Looks like the Standard Model is having a bad day – Fermilab has detected CP-asymmetry about 50 times what it predicts in some meson decay. As they say – it looks like there might be some new physics for the LHC to look into.

That said, this post is mostly about a particular voting system which has come back into the limelight recently, but also runs off on a few tangents about social choice theory and the assumptions behind it. I’m by no means expert in the mathematical study of game theory and social choice theory, but I do take an observer’s interest in them.

A couple of years ago, during an election season, I wrote a post on Arrow’s theorem, which I believe received more comments than any other post I’ve made in this blog – which may only indicate that it’s more interesting than my subject matter, but I suppose is also a consequence of mentioning anything related to politics on the Internet. Arrow’s theorem is in some ways uncontroversial – nobody disputes that it’s true, and in fact the proof is pretty easy – but what significance, if any, it has for the real world can be controversial. I’ve known people who wouldn’t continue any conversation in which it was mentioned, probably for this reason.

On the other hand, voting systems are now in the news again, as they were when I made the last post (at least in Ontario, where there was a referendum on a proposal to switch to the Mixed Member Proportional system). Today it’s in the United Kingdom, where the new coalition government includes the Liberal Democrats, who have been campaigning for a long time (longer than it’s had that name) for some form of proportional representation in the British Parliament. One thing you’ll notice if you click that link and watch the video (featuring John Cleese), is that the condensed summary of how the proposed system would work doesn’t actually tell you… how the proposed system would work. It explains how to fill out a ballot (with rank-ordering of candidates, instead of selecting a single one), and says that the rest is up to the returning officer. But obviously, what the returning officer does with the ballot is the key of the whole affair.

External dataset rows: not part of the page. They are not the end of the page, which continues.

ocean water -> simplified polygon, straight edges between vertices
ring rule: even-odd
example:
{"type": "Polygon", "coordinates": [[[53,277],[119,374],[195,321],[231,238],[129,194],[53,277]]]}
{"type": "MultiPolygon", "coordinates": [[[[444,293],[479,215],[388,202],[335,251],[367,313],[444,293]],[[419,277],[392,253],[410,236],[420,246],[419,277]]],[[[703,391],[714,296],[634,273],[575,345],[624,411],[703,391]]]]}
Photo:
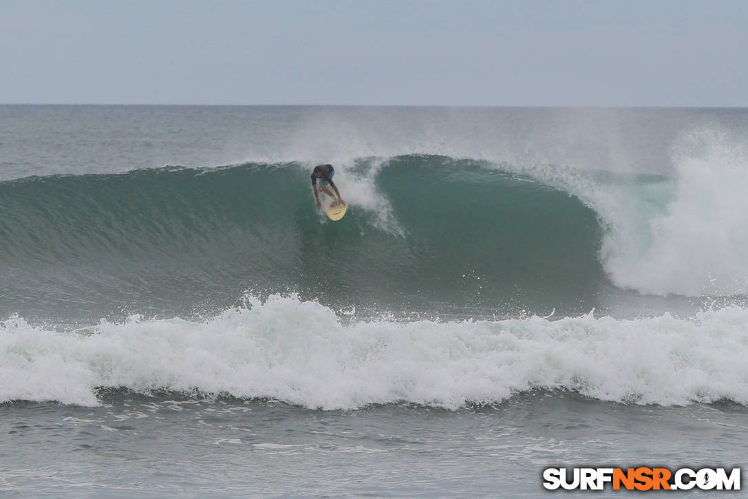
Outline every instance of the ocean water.
{"type": "Polygon", "coordinates": [[[0,105],[0,491],[744,467],[747,187],[745,109],[0,105]]]}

In fact, collecting ordinal preferences (that is, a rank-ordering of the options on the table) is the starting point for any social choice algorithm in the sense that Arrow’s Theorem talks about. The “social choice problem” is to give a map from the set of possible preference orders for each individual, and produce a “social” preference order, using some algorithm. One can do a wide range of things with this information: even the “first-past-the-post” system can start with ordinal preferences: this method just counts the number of first-place rankings for each option, ranks the one with the largest count first, and declares indifference to all the rest.

The Lib-Dems have been advocating for some sort of proportional representation, but there are many different systems that fall into that category and they don’t all work the same way. The Conservatives have promised some sort of referendum on a new electoral system involving the so-called “Alternative Vote”, also called Instant Runoff Voting (IRV), or the Australian Ballot, since it’s used to elect the Australian legislature.

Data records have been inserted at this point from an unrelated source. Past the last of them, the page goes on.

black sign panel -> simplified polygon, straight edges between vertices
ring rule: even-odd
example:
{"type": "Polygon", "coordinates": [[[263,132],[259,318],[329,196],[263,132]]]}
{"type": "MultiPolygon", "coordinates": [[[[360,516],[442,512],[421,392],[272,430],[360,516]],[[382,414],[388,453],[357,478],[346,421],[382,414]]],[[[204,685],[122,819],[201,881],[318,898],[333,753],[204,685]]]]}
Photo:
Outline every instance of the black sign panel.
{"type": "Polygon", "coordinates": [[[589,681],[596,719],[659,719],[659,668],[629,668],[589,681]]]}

Now, Arrow’s theorem says that every voting system will fail at least one of the conditions of the theorem. The version I quoted previously has three conditions: Unrestricted Range (no candidate is excluded by the system before votes are even counted); Monotonicity (votes for a candidate shouldn’t make them less likely to win); and Independence of Irrelevant Alternatives (if X beats Y one-on-one, and both beat Z, then Y shouldn’t win in a three-way race). Most voting systems used in practice fail IIA, and surprisingly many fail monotonicity. Both possibilities allow forms of strategic voting, in which voters can sometimes achieve a better result, according to their own true preferences, by stating those preferences falsely when they vote. This “strategic” aspect to voting is what ties this into game theory.

In this case, IRV fails both IIA and monotonicity. In fact, this is involved with the fact that IRV also fails the Condorcet condition which says that if there’s a candidate X who beats every other candidate one-on-one, X should win a multi-candidate race (which, obviously, can only happen if the voting system fails IIA).

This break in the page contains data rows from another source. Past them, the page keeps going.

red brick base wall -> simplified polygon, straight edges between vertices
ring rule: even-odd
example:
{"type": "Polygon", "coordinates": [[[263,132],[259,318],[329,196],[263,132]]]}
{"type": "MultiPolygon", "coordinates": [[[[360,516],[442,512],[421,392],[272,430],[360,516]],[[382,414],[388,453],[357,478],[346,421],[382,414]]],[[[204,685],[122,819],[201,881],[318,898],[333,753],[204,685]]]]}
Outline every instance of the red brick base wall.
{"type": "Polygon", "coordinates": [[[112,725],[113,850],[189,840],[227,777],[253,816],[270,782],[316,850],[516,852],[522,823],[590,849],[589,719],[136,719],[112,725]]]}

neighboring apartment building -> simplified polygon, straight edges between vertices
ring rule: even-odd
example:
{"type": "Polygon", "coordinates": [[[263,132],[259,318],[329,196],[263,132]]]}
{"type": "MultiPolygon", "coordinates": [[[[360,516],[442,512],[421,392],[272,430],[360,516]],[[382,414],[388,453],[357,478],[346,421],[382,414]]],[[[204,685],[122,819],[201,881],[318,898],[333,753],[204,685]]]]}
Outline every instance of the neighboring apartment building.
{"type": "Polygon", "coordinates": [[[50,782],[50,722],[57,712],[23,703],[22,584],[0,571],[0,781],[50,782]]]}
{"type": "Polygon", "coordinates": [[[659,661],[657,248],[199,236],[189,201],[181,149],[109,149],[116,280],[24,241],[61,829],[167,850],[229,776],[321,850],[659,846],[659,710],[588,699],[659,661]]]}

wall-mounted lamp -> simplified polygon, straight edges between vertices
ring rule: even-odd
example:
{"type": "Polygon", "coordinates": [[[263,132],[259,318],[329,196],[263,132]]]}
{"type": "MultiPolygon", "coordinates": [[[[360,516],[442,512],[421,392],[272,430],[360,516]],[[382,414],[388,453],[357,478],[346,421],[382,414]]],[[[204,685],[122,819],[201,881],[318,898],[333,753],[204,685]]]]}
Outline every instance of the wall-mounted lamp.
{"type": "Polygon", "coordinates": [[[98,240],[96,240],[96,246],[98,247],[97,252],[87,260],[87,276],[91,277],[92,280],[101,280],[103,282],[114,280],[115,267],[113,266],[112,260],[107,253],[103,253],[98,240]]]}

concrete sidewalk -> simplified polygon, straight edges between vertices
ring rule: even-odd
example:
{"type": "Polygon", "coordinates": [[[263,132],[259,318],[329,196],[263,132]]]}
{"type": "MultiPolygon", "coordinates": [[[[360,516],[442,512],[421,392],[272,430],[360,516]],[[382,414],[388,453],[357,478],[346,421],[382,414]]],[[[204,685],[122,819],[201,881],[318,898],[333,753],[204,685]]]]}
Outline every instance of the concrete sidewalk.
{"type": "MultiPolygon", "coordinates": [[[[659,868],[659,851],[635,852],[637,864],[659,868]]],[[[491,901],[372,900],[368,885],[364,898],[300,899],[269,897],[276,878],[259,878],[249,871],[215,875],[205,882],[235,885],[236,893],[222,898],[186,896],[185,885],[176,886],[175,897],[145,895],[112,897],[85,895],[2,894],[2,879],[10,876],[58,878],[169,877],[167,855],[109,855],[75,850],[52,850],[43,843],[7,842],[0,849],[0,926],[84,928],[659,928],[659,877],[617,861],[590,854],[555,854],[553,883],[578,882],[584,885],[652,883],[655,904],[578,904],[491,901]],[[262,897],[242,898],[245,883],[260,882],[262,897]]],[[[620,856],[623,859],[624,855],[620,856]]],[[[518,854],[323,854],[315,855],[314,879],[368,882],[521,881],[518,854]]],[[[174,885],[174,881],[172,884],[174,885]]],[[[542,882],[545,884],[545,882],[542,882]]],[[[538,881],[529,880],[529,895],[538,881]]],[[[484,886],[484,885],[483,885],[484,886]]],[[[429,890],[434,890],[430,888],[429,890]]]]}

So the IRV algorithm, one effectively uses the preference ordering to “simulate” a runoff election, in which people vote for their first choice from $n$ candidates, then the one with the fewest votes is eliminated, and the election is held again with $(n-1)$ candidates, and so on until a single winner emerges. In IRV, this is done by transferring the votes for the discarded candidate to their second-choice candidate, recounding, discarding again, and so on. (The proposal in the UK would be to use this system in each constituency to elect individual MP’s.)

Here’s an example of how IRV might fail these criteria, and permit strategic voting. The way assumes a close three-way election, but this isn’t the only possibility.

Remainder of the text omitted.